You can clone with
I noticed that one of my builds failed because git timed out while cloning: http://travis-ci.org/#!/charliesome/twostroke/jobs/566176
If a git clone fails, it should retry rather than failing on the spot.
I agree with you, the problem is if we retry straight away the problem might happen again and again and again .....
We need to put it in a queue to then be retried after 10 min, and failing on the third retry.
If you want to help out with this feature, which will involves changes in multiple places of the code, let us know :)
I might try and give this a crack tomorrow
I am curious if git clone exits with different codes for different failures. For example, if the repo does not exist, retrying makes no sense.

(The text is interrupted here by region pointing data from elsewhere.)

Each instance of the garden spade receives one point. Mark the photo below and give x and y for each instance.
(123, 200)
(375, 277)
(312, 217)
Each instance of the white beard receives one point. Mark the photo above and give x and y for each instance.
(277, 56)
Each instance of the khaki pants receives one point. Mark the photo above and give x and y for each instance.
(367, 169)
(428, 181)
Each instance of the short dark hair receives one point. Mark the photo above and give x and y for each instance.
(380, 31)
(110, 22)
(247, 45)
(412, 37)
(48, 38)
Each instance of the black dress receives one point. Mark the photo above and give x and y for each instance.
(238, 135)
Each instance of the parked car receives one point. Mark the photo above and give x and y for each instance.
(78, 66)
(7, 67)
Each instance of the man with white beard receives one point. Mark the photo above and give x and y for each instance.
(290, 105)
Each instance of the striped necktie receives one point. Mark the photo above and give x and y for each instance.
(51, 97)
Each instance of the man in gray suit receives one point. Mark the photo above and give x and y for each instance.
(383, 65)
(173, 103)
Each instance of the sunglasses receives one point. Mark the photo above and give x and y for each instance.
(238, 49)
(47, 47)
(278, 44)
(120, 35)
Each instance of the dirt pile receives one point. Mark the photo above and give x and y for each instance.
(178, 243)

I am afraid it will never work very well but if we can separate clone failure detection from actual builders and make it possible to test it in isolation by passing in exit code and output, maybe we can try. Output streaming the way it is done today does not make that easy, though, and I am not sure I want to add special cases to the streaming code path.
While I haven't looked at the code, it seems like there's the one shell script that is run, and the output is streamed back to the client (is this right?)
Why not break it up a little bit so the git clone is done and checked before running the rest?
@charliesome that is incorrect. Every operation in the build lifecycle is executed separately in a stateful SSH session and we stream output to our log collector as described in the Technical Overview.
So some problems are
Overall, I find this issue not worth the effort at this point. There are plenty other things we can put our time into. Solving even the 80% cases is challenging, requires changes to 2 applications and likely introducing new message types.
The easiest solution I see is to add a new final state to all builds (something like "technical issues") and instead of marking the build as failed, we can mark it as having technical issues. This way even though there will be minor changes to all 3 apps and one new message type, we can easily make builds with technical issues not affect build status image.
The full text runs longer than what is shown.